So you own 70% of your company and 3 others each own 10%. So you can do what you want right? WRONG! In every state I’m admitted in (VA, DC & MD) minority shareholders have rights. Among other things, they have the right to see the tax returns, inspect the company records and be kept informed of the financial status of the company. This last is a bit vague but it usually consists of getting copies of the quarterly reports prepared by the company’s accountant.

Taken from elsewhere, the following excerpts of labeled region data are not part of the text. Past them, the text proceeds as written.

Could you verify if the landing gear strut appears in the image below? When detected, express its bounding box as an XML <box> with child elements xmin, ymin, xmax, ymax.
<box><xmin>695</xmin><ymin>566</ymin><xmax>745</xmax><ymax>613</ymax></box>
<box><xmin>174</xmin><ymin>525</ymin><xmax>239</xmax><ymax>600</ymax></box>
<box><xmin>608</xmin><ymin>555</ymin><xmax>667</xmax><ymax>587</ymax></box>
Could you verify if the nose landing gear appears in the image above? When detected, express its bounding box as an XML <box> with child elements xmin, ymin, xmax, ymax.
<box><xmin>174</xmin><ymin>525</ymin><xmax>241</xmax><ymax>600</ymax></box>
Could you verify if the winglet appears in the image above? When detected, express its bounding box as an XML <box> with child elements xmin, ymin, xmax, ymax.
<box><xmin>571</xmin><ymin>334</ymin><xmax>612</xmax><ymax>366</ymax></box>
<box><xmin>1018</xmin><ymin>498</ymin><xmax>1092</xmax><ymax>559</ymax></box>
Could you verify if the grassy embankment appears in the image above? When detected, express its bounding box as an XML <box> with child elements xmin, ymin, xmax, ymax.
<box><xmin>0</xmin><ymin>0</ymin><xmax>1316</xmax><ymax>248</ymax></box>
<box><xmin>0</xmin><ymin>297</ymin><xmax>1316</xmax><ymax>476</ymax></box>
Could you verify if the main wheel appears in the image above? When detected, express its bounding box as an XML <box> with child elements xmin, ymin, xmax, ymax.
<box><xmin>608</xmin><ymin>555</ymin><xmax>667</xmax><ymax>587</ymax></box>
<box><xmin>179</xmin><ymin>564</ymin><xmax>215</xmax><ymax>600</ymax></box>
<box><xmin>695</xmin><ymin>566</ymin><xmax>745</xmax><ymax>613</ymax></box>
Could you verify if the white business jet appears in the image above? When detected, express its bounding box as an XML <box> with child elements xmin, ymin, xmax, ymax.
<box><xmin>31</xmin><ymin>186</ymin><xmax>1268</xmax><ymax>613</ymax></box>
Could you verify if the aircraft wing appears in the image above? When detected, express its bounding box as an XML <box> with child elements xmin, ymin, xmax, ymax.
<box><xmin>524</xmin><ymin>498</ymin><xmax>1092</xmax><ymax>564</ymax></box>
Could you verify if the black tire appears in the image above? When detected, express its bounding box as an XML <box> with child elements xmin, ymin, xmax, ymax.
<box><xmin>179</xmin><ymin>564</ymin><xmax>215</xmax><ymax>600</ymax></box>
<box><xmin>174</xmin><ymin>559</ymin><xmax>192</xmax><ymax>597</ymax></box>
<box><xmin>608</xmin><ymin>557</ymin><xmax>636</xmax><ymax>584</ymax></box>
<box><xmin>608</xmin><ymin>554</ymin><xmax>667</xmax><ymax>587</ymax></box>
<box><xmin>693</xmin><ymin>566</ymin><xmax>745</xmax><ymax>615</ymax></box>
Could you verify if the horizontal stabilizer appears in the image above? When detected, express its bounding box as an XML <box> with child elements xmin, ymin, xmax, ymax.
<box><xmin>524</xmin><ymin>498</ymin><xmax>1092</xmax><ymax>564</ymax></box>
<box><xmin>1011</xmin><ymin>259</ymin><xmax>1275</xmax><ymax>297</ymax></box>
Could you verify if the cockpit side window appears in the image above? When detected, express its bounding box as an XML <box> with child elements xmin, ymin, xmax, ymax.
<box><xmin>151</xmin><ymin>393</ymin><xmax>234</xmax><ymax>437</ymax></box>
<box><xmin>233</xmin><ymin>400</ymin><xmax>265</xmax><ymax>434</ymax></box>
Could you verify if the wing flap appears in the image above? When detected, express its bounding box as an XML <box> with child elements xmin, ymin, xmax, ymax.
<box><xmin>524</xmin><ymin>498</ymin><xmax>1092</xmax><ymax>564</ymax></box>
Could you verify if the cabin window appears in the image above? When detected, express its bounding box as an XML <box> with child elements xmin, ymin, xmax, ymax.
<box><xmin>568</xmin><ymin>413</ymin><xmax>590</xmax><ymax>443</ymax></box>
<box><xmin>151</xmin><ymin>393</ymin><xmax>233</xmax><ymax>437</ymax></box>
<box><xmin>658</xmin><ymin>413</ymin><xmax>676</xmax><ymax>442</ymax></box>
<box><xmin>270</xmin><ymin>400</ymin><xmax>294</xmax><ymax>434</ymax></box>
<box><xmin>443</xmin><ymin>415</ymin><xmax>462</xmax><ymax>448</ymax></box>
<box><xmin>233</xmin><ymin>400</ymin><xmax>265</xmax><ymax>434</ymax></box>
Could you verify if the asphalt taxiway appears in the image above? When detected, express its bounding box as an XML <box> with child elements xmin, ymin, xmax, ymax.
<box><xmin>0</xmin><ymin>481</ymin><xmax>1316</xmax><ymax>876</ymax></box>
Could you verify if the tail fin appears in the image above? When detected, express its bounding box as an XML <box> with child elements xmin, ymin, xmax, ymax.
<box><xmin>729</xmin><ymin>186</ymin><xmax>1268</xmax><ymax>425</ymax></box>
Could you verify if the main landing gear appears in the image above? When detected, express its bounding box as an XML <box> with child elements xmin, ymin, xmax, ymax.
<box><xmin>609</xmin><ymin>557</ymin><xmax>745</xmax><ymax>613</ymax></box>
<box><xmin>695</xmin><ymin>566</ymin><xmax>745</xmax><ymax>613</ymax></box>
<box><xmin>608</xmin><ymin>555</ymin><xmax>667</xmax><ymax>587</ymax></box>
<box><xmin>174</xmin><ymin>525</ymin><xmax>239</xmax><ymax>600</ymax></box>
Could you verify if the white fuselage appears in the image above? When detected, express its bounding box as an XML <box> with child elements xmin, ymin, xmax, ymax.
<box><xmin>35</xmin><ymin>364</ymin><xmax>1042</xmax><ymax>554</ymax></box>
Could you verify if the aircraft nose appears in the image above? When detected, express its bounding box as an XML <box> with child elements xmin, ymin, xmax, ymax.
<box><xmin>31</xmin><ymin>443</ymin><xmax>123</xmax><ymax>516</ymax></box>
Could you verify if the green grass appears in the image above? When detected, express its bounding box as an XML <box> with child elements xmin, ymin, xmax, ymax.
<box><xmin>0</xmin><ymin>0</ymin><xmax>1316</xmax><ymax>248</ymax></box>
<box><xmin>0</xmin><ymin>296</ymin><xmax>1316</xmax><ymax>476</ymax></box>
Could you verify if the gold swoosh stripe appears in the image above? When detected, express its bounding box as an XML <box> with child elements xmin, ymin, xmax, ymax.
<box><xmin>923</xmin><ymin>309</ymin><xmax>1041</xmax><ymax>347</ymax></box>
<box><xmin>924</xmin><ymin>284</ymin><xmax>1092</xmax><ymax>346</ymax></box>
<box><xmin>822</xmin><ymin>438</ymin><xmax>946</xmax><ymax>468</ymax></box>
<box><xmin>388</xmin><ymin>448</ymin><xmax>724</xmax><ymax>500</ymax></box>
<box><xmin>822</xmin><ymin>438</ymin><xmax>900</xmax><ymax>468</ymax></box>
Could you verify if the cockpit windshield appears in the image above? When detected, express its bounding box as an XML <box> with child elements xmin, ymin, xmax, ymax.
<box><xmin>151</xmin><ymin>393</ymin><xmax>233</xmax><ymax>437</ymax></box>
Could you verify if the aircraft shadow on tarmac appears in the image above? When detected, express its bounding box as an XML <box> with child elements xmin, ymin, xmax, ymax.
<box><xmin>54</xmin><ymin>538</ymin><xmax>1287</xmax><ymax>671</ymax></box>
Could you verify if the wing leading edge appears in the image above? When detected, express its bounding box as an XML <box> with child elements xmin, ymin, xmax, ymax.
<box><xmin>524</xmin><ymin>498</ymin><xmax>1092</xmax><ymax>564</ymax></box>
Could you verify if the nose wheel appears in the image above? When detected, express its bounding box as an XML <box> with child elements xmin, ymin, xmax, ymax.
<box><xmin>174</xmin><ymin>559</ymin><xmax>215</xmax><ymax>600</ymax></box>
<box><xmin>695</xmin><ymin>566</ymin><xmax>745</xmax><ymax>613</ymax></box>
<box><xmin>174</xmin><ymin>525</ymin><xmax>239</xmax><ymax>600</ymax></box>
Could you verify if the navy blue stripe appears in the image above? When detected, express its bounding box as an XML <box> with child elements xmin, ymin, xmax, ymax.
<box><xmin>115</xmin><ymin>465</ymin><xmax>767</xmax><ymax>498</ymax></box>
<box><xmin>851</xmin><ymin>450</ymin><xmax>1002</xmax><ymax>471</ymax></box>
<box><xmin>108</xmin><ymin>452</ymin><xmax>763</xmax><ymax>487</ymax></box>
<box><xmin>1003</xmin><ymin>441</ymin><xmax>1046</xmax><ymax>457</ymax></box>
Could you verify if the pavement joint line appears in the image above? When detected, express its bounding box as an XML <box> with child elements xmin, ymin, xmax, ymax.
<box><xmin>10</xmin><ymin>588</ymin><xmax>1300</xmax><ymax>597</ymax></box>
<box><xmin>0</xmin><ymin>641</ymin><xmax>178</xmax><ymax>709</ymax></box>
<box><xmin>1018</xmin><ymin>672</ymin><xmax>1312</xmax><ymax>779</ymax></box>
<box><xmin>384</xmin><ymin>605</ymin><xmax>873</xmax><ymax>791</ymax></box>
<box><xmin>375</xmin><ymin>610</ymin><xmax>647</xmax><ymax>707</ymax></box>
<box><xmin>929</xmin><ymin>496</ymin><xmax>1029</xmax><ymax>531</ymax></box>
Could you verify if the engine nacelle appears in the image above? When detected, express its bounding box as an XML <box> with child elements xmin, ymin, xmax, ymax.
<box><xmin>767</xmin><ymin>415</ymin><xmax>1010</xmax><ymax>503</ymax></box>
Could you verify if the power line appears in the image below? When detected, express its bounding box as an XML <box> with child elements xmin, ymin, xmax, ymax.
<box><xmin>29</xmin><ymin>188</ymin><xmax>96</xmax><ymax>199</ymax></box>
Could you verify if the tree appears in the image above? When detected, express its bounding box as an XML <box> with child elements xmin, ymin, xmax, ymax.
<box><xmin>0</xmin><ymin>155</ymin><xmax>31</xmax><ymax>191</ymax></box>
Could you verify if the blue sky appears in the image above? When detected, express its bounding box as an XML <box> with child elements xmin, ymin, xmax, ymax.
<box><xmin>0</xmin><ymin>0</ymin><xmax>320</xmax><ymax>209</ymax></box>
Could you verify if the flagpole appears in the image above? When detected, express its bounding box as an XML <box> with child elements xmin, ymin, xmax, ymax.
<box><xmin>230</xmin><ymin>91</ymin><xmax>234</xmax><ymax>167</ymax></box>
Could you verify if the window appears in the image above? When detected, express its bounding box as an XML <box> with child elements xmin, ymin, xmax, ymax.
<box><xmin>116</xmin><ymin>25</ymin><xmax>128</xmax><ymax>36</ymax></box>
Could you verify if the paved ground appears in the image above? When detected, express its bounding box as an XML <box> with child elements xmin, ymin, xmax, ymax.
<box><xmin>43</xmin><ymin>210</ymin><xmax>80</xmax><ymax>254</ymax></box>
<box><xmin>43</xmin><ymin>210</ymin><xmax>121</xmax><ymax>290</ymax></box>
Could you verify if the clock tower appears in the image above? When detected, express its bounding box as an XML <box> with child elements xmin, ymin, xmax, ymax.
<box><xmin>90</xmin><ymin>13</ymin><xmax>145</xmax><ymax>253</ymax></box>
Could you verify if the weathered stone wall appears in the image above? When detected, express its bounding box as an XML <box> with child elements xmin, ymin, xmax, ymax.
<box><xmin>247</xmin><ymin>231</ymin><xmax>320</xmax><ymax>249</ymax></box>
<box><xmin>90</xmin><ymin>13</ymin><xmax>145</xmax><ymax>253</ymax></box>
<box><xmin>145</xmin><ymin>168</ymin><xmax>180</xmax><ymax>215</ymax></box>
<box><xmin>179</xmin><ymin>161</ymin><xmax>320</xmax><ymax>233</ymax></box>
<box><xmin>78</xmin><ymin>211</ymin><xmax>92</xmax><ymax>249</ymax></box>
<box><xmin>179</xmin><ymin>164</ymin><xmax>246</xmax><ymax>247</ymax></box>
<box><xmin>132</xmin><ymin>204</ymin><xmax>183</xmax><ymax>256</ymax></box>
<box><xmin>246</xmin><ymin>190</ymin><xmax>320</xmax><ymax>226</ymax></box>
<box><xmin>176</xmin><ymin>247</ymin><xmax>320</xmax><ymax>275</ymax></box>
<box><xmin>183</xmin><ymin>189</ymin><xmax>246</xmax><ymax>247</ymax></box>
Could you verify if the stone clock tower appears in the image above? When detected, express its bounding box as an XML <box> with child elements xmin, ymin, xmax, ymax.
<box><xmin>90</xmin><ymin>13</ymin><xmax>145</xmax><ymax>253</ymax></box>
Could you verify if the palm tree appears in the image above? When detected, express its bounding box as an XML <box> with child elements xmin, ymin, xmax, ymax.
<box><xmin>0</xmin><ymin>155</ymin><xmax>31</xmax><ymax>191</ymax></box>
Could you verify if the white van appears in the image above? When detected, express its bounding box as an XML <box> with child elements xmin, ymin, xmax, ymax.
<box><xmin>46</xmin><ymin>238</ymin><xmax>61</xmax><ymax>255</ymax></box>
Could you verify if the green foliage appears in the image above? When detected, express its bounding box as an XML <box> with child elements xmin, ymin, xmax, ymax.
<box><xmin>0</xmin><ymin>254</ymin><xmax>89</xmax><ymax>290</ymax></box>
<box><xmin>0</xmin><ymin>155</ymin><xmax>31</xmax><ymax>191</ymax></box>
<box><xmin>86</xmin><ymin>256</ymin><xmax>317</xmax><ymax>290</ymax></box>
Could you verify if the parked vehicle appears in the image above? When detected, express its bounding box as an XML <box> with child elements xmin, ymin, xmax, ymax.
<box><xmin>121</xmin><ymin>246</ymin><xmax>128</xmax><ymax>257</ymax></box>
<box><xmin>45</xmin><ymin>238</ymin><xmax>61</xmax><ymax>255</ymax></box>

But if 1 (or more) of the minority shareholders is a PITA, you cannot cut them off. You cannot force them out. You must continue to obey the law no matter how obnoxious they are. Over the years I’ve heard of several schemes to run off PITA minority shareholders:
- Just dissolve the company and restart it with a new name;
- A reverse stock split and they buy up the fractional shares held; and
- Buy out the PITA minority shareholder.
But the majority shareholder (who is likely to be a Director, as well), has fiduciary duties to the corporation (and possibly to the minority shareholder(s), as well, depending on how state law approaches the issue). In addition, people who are PITA-enabled tend to get upset when they are forced out. A lawsuit would surely be started arguing that his/her rights and property were stolen. There’s a good chance they would win too.
Bottom line: choose your partners and minority shareholders carefully. Getting married is easy but the divorce will be long, expensive, and painful.